Si è trattato, per la verità, di una sequenza di brevi dialoghi surreali interrotti sempre dalla chiusura improvvisa da parte della malcapitata, sommersa dal caos co(s)mico della classe che cercava inutilmente di domare gridando uno strozzato “Sillenzioooo!” più di quanto le sue logore corde vocali potessero sopportare.
Ora, la conversazione ha raggiunto tali apici di follia che per un paio di volte ho chiesto se si trattasse di uno scherzo.
A parte il fatto che non ho idea di dove abbia scovato il mio numero di cellulare, l’impressione che mi è rimasta addosso per tutto il giorno è stata quella di avere assistito alla mattanza di un vecchio animale e di non avere potuto fare nulla non dico per salvarlo, cosa impossibile, ma quanto meno per risparmiargli un po’ di tutto quell’inutile dolore. Di quell’inutile umiliazione.
Ho provato pena per questo essere umano sicuramente ultratrentenne che chiedeva disperatamente aiuto a ragazzini di sedici anni o giù di lì perché le dicessero cos’è uno slash, dove si scrive l’URL di un sito web e che cos’è Chrome, il tutto mentre l’aula prendeva il sopravvento con un crescendo rossiniano di grida, risate e sfottò beceri da far arrossire Paolo Bonolis.
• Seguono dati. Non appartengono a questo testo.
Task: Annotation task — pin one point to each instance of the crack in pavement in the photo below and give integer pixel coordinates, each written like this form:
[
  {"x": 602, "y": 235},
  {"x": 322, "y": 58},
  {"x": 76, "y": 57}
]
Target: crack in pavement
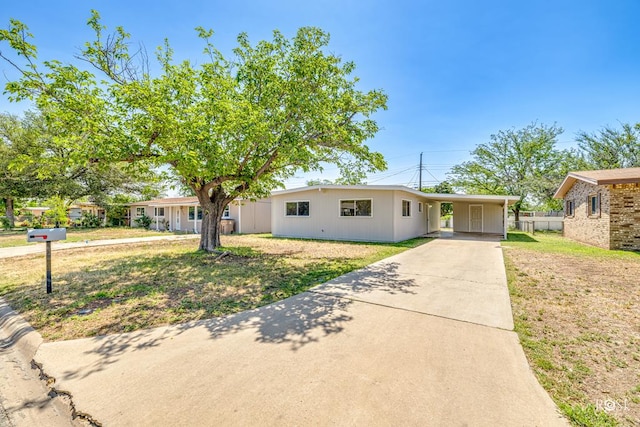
[{"x": 64, "y": 395}]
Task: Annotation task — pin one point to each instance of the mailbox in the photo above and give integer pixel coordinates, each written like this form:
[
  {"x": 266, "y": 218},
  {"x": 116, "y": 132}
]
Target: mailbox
[{"x": 46, "y": 234}]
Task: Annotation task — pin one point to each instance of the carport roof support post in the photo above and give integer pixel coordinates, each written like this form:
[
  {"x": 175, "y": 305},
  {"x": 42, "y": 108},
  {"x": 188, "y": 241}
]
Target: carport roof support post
[{"x": 506, "y": 217}]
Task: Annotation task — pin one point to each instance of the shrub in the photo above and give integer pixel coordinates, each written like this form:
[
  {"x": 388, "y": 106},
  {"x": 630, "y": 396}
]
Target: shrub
[{"x": 143, "y": 221}]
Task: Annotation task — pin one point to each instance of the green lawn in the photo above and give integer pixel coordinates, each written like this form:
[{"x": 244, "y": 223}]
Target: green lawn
[
  {"x": 19, "y": 238},
  {"x": 121, "y": 288},
  {"x": 576, "y": 310}
]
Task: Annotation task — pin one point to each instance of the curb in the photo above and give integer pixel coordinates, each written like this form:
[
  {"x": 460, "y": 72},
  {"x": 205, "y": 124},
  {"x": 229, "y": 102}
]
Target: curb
[{"x": 17, "y": 333}]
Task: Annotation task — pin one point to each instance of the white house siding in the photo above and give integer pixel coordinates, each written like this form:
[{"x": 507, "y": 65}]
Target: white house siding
[
  {"x": 594, "y": 230},
  {"x": 433, "y": 209},
  {"x": 408, "y": 227},
  {"x": 254, "y": 217},
  {"x": 324, "y": 220},
  {"x": 492, "y": 217}
]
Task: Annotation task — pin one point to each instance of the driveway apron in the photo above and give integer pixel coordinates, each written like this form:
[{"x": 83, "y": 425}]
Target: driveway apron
[{"x": 422, "y": 338}]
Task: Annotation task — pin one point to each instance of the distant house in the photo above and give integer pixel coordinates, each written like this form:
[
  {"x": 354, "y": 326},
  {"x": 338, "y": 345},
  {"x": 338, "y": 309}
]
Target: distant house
[
  {"x": 602, "y": 207},
  {"x": 31, "y": 212},
  {"x": 380, "y": 213},
  {"x": 185, "y": 214}
]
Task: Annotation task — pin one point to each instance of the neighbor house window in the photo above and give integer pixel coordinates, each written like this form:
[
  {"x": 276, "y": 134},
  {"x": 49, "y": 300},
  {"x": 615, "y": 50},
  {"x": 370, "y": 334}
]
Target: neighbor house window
[
  {"x": 406, "y": 208},
  {"x": 593, "y": 204},
  {"x": 360, "y": 207},
  {"x": 569, "y": 207},
  {"x": 297, "y": 208},
  {"x": 192, "y": 212}
]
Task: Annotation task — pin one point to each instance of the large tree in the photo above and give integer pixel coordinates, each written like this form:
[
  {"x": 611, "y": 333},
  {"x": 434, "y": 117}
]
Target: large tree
[
  {"x": 522, "y": 162},
  {"x": 611, "y": 148},
  {"x": 228, "y": 127}
]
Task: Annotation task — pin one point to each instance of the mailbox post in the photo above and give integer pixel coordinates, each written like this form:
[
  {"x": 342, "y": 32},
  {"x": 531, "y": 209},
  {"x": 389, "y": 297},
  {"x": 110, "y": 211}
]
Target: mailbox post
[{"x": 47, "y": 235}]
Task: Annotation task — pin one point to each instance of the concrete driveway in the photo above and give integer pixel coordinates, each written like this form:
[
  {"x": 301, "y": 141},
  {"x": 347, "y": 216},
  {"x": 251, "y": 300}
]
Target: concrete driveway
[{"x": 422, "y": 338}]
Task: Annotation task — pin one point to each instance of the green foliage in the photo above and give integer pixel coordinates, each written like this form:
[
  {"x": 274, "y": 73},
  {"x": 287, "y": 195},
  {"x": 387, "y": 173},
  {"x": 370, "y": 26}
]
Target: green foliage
[
  {"x": 144, "y": 221},
  {"x": 117, "y": 209},
  {"x": 587, "y": 415},
  {"x": 57, "y": 213},
  {"x": 611, "y": 148},
  {"x": 227, "y": 127},
  {"x": 520, "y": 162},
  {"x": 444, "y": 187},
  {"x": 5, "y": 223},
  {"x": 89, "y": 220}
]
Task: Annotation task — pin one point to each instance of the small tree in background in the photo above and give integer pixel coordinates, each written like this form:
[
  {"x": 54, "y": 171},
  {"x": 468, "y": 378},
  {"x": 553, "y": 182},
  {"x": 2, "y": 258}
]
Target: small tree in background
[
  {"x": 611, "y": 148},
  {"x": 522, "y": 162}
]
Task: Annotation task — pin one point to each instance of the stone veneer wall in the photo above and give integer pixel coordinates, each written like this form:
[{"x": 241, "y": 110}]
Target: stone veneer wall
[
  {"x": 625, "y": 217},
  {"x": 594, "y": 230}
]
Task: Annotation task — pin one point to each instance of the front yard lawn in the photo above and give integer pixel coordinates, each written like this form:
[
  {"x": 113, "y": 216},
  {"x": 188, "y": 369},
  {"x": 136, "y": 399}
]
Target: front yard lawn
[
  {"x": 19, "y": 238},
  {"x": 105, "y": 290},
  {"x": 576, "y": 310}
]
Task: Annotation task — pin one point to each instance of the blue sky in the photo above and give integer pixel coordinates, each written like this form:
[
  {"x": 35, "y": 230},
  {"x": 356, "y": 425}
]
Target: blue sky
[{"x": 455, "y": 71}]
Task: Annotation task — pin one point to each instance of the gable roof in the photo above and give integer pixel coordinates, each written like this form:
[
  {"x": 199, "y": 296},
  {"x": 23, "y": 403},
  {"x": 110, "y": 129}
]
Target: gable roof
[
  {"x": 599, "y": 177},
  {"x": 441, "y": 197}
]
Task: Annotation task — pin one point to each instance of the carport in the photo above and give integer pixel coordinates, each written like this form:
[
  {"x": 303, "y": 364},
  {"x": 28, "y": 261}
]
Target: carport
[{"x": 485, "y": 214}]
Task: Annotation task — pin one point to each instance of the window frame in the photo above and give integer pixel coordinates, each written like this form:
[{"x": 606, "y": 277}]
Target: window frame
[
  {"x": 569, "y": 208},
  {"x": 355, "y": 208},
  {"x": 594, "y": 211},
  {"x": 297, "y": 214},
  {"x": 191, "y": 213},
  {"x": 406, "y": 214}
]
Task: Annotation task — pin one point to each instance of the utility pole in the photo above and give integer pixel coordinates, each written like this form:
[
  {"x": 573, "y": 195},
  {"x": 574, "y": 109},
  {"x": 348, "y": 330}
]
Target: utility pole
[{"x": 420, "y": 179}]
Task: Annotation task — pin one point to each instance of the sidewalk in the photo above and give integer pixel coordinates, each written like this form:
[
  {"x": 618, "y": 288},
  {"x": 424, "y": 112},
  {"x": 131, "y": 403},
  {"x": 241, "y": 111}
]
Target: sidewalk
[
  {"x": 24, "y": 398},
  {"x": 59, "y": 246}
]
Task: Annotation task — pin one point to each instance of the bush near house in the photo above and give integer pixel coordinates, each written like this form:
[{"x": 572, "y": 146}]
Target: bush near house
[{"x": 144, "y": 221}]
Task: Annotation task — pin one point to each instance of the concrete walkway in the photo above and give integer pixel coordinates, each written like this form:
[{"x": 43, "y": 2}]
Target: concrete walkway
[
  {"x": 423, "y": 338},
  {"x": 60, "y": 246}
]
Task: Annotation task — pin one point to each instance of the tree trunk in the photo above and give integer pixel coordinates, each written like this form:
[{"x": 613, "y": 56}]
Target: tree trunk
[
  {"x": 212, "y": 209},
  {"x": 8, "y": 203}
]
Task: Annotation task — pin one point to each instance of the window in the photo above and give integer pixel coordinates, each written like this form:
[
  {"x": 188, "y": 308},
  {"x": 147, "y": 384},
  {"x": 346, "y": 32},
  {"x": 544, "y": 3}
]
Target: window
[
  {"x": 297, "y": 208},
  {"x": 569, "y": 207},
  {"x": 360, "y": 207},
  {"x": 192, "y": 211},
  {"x": 406, "y": 208},
  {"x": 593, "y": 205}
]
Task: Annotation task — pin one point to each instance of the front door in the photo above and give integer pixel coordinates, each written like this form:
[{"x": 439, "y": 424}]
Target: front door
[{"x": 475, "y": 219}]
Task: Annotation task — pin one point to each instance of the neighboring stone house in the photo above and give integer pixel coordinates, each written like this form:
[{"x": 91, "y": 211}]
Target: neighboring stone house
[{"x": 602, "y": 207}]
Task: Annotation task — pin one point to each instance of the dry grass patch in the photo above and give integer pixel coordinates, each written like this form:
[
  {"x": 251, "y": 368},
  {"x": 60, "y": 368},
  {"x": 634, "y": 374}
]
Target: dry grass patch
[
  {"x": 104, "y": 290},
  {"x": 577, "y": 311}
]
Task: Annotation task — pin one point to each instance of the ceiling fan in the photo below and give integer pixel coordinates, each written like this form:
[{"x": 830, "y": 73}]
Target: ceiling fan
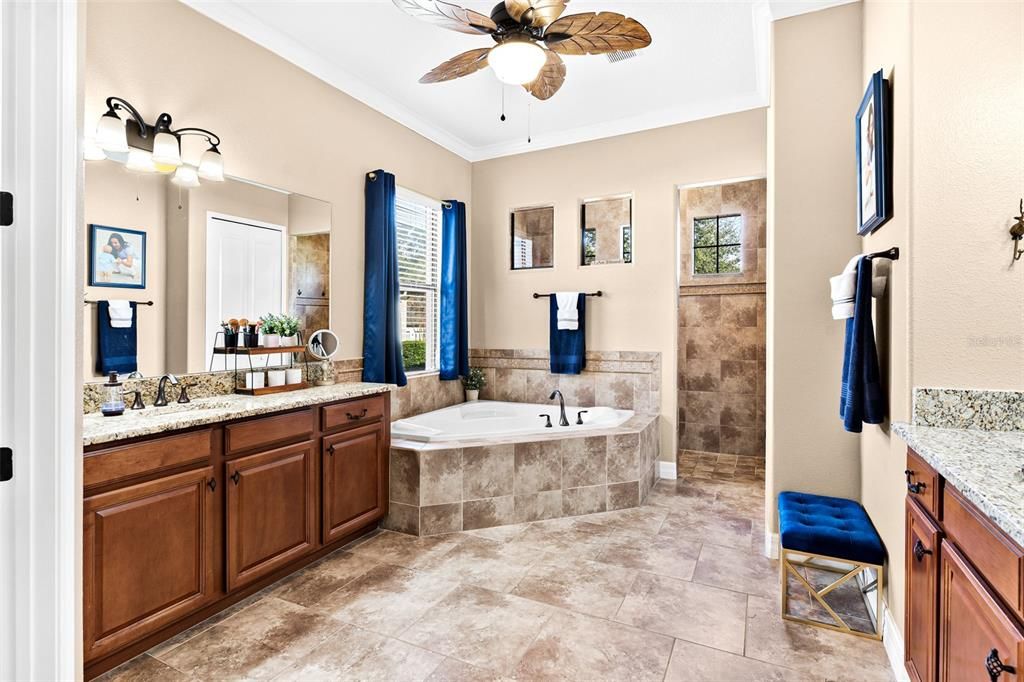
[{"x": 531, "y": 36}]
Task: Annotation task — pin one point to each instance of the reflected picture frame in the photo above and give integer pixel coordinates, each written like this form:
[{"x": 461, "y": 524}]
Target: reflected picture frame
[
  {"x": 117, "y": 257},
  {"x": 873, "y": 136}
]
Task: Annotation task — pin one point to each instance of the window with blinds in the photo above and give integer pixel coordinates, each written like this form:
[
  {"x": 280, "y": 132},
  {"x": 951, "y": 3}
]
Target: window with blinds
[{"x": 418, "y": 221}]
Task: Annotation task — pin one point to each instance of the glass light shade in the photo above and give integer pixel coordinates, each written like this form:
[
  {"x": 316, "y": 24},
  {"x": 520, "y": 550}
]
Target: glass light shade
[
  {"x": 111, "y": 134},
  {"x": 140, "y": 161},
  {"x": 166, "y": 150},
  {"x": 185, "y": 176},
  {"x": 517, "y": 61},
  {"x": 211, "y": 166},
  {"x": 91, "y": 151}
]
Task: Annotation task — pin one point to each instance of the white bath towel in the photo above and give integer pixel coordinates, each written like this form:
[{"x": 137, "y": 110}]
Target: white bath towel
[
  {"x": 120, "y": 313},
  {"x": 844, "y": 286},
  {"x": 568, "y": 315}
]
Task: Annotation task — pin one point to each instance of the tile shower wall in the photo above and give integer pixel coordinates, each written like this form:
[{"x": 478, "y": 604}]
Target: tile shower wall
[
  {"x": 722, "y": 333},
  {"x": 626, "y": 380}
]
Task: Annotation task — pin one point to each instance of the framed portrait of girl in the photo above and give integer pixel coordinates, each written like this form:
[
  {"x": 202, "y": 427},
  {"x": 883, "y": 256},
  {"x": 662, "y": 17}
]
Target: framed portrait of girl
[
  {"x": 873, "y": 145},
  {"x": 117, "y": 257}
]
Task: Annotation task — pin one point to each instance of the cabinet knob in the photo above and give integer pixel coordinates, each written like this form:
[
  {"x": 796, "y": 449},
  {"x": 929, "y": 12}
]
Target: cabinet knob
[
  {"x": 915, "y": 488},
  {"x": 994, "y": 667}
]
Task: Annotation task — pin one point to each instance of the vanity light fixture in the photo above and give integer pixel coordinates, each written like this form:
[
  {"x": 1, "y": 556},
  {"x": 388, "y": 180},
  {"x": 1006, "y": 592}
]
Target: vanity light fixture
[{"x": 148, "y": 148}]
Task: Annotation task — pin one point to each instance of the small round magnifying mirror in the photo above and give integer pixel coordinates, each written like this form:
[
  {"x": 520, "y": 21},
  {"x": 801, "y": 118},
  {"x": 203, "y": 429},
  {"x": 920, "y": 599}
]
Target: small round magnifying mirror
[{"x": 324, "y": 345}]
Ma mi ha fatto anche un po’ rabbia pensare che una persona evidentemente priva di carisma, carente in autocontrollo e pure un poco digiuna delle più elementari nozioni di informatica pretenda di fare l’insegnante, l’ho trovato ingiusto per i ragazzi che le stavano davanti. O attorno. O sopra, alla fine non si capiva più niente, tanto era il casino.
Ho sempre pensato che, nel migliore dei mondi possibili, quello dell’insegnante dovrebbe essere un mestiere e non un lavoro.
Non che le cose andassero meglio, quando avevo sedici anni io. Ma almeno avevo sedici anni. E non dovevo passare il mio tempo al telefono. Ad ascoltare il grido di dolore di una creatura che soccombe, per di più.
A sedici anni avrei avuto l’arroganza o la decenza di dare ad una conversazione del genere il colpo di grazia che si merita: “Guardi che ha sbagliato numero, buona giornata…”.